2. When taking photos of my daughter with the characters many times it is inside in areas not too well lit. ... do I carry a full flash with me for those kinds of shots? ...
What you don't need is a bigger flash. The flaw, if any, in the posted sample is that the background is a bit dark. No increase in flash power will help that since any flash assist to the distant background would overexpose the subject in the forground (Newton's Inverse Square Law, odd how dear old Isaac figured this out over a 3/4'scentury before the first flash photograph ...). The high ISO is the main solution since you need the available light to expose the background properly. The only other "flaw" in this is that the available light is much warmer than the flash. The in-camera fix for this is to filter the flash to match the color of the ambient light and then to set the camera's white balance manually to match ("tungsten" in this particular case). Doing this filtering might make a separate more powerful flash somewhat of an advantage since the filter, in this case, will reduce the flash power by two stops reducing its usable range to 1/2 the distance it would have unfiltered.

So you think I should just stay with the popup flash for these photos? And use a gel to filter them?

How about the puffer?
 
The thing that struck me the most in the second image was the different WB. Definitely use a 1/2 CTO or even full CTO gel for such a situation, as Dwig touched on (those are two gels that would change a daylight-balanced light to a tungsten colour, the half CTO being less orange than a full one). When you get into gelling the flash, start carrying a CTO and a Window Green gel. The CTO for tungsten, the green for fluorescent. Those are the bread-and-butter of colour correcting your flash. (Other gels, like blue and magenta, are used much less often, but I've found occasional use for them on some odd, wonky fluorescents.)

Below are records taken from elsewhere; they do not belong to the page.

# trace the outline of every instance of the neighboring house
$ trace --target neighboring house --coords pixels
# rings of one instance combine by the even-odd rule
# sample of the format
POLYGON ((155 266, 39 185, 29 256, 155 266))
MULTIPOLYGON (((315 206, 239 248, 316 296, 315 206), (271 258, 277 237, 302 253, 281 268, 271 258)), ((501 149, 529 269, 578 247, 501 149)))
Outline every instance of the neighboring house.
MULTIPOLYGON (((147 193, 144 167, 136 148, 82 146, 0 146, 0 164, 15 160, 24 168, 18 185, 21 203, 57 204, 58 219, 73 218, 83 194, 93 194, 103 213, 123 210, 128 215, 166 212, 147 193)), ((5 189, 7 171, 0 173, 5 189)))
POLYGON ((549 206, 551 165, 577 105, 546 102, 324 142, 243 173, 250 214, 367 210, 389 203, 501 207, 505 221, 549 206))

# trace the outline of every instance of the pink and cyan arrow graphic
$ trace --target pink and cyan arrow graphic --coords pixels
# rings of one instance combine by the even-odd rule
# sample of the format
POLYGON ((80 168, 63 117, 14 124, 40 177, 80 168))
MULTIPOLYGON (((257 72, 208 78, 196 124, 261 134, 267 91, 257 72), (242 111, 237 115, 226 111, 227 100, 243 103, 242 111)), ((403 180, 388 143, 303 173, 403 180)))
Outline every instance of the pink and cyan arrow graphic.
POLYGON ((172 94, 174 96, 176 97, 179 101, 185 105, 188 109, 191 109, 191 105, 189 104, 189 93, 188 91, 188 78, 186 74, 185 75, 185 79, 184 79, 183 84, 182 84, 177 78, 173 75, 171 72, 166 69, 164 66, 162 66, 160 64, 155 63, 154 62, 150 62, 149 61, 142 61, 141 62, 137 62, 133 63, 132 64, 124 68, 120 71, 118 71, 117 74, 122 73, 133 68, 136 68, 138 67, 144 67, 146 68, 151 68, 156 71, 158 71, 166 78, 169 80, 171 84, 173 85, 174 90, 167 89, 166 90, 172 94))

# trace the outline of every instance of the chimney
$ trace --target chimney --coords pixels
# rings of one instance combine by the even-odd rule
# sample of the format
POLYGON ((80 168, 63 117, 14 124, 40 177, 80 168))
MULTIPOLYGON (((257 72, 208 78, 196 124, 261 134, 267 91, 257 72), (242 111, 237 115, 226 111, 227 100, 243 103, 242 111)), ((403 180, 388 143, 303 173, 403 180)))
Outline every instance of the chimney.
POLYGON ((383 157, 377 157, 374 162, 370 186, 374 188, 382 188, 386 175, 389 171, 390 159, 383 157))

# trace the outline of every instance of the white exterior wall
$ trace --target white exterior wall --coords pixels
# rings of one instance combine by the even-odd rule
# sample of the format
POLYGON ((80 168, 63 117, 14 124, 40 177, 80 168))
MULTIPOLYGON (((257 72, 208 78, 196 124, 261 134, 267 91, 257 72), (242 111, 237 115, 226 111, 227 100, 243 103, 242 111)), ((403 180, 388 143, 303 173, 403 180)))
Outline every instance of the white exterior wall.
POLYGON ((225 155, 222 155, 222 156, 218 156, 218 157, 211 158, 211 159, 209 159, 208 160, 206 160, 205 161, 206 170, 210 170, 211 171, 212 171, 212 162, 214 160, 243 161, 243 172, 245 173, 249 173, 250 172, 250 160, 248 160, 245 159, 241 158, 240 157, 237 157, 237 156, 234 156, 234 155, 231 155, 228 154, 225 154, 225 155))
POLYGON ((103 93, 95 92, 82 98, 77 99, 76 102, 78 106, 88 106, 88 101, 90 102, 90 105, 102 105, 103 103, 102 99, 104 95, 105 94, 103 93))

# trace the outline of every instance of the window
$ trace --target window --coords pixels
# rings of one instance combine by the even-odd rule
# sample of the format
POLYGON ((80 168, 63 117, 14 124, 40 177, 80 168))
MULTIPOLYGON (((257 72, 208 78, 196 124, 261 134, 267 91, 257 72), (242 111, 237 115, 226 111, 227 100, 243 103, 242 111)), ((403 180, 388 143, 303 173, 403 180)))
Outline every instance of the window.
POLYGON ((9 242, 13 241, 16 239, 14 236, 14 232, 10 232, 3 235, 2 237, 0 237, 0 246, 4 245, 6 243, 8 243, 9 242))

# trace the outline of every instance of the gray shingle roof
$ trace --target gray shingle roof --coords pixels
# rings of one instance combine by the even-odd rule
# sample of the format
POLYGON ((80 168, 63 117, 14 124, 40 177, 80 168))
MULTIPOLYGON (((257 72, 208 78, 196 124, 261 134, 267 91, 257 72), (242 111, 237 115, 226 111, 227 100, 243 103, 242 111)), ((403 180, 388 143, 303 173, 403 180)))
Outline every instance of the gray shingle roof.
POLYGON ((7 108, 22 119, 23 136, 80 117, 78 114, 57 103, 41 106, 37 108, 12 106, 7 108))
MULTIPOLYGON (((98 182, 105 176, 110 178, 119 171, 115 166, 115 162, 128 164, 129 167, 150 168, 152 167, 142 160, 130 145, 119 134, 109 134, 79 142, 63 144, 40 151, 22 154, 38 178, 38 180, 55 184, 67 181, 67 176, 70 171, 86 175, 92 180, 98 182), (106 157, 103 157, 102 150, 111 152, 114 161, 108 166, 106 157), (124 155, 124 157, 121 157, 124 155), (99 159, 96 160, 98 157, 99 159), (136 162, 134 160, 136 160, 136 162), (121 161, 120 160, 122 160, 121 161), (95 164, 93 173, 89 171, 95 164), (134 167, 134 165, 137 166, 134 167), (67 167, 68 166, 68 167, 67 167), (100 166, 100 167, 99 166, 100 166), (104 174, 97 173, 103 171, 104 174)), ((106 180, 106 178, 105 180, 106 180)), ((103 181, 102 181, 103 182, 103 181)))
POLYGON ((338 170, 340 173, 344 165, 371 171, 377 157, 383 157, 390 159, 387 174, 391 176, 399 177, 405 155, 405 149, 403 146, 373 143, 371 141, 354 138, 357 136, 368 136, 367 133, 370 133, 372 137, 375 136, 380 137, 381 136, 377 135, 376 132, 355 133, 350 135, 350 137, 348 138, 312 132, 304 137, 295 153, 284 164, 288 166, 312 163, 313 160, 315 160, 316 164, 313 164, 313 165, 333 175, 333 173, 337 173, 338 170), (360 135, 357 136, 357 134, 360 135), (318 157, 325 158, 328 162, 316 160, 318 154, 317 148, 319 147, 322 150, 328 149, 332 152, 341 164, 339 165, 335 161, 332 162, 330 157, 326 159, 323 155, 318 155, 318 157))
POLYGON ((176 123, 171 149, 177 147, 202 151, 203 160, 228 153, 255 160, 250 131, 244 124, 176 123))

As for softening the pop-up, I am personally very reserved about those devices. I mean, the flash is what, an inch wide? The puffer makes it two or three? Not that big of a difference really; you're just turning it into something akin to a direct hot-shoed flash, and cutting it's power a stop or two while you're at it. If you want to soften the light then I really would suggest using an external flash unit and bouncing off something. (But then, in the world of bouncing, things get more complicated, most so because the light will pick-up the colour of any surface you bounce off-of. When you have a lot of different coloured-walls, things get messy... *sigh* ... I hate it when someone decided that four different colours on the walls was a good idea.)